例えば「100万円の売掛金を買い取って欲しい」と言っているのに「50万円しか買い取らない」などと言うファクタリング会社は、「売掛債権の回収リスクを負っている」とは判断されない可能性が高いので、利息制限法が適用されることもあります。

債権額の一部しか代金を払わずに残金は回収後に支払うファクタリング

これは悪質なファクタリング会社がよくあるケースです。

例えば「100万円の売掛債権をファクタリングをしたのに、最初に入金になったのは30万円で、残りは売掛金回収後に支払う」というようなファクタリングは、利息制限法が適用される可能性が高いと言えます。

「残金は売掛債権回収後」というのであれば、ファクタリング会社は売掛債権の回収リスクを背負っていません。

これでは貸金と同じですし、入金が遅れる分、貸金よりもデメリットが大きいと言えます。

ファクタリングは買取時に売掛債権の回収リスクを一括でファクタリング会社が背負うものですから、債権回収後に代金を支払うなどと言うことはファクタリングの原理原則を逸脱していると言えます。

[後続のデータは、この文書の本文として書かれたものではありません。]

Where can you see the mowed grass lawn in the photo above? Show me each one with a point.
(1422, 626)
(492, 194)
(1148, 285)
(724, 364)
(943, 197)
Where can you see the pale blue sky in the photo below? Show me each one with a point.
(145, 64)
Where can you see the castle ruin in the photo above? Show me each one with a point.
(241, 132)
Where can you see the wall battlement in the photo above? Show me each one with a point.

回収リスクをファクタリング会社が負わないケースは利息制限法が適用される

このように、ファクタリングが貸金ではなく売買と判断されるのは、回収リスクもファクタリング会社へ売却しているためです。

上記の事例のように回収リスクをファクタリング会社が背負わないものは「ファクタリングではなく実質的に貸付」と判断されて利息制限法が適用される可能性が高いと言えます。

利息制限法を超えた手数料設定であるにも関わらず、回収リスクをファクタリング会社が背負わない契約を提示してきた業者は悪徳業者です。

そのような業者とは取引をしてはなりません。

ファクタリングに利息制限法や貸金業法が適応された場合の処分

ファクタリングが「実質的な貸付である」と判断され、利息制限法や貸金業法の対象となった場合、ファクタリング業者にはどのような処分が課されるのでしょうか?

考えられる可能性を考えてみましょう。

利息制限法を超える手数料は無効

ファクタリングではなく「実質的な貸付」と判断された場合、手数料率は利息制限法の範囲内でなければなりません。

そのため、利息制限法を超える手数料は無効になります。

利用者に対して手数料を返還しなければなりませんし、返還できない場合には利用者から返還請求の訴訟を起こされて財産が差し押さえられる可能性もあります。

無登録業者として処分される可能性がある

貸金業者登録をしていない業者が貸金業務を営むことは貸金業法違反です。

なお無登録業者として営業した場合の罰則は10年以下の懲役もしくは3000万円以下の罰金(またはその併科)という非常に重いものになっています。

実際にあったファクタリングに利息制限法が適用された事例

実際にファクタリング業者が実質的な貸付を行なって、利息制限法や貸金業法違反として処分された事例を解説していきます。

平成29年3月3日、大阪地裁の判決をご紹介していきます。

ファクタリングと貸金業法・利息制限法・出資法の関係とは?

事例と判決

運送会社が毎月60万円をファクタリング会社から調達し、翌月100万円を返済していたケースです。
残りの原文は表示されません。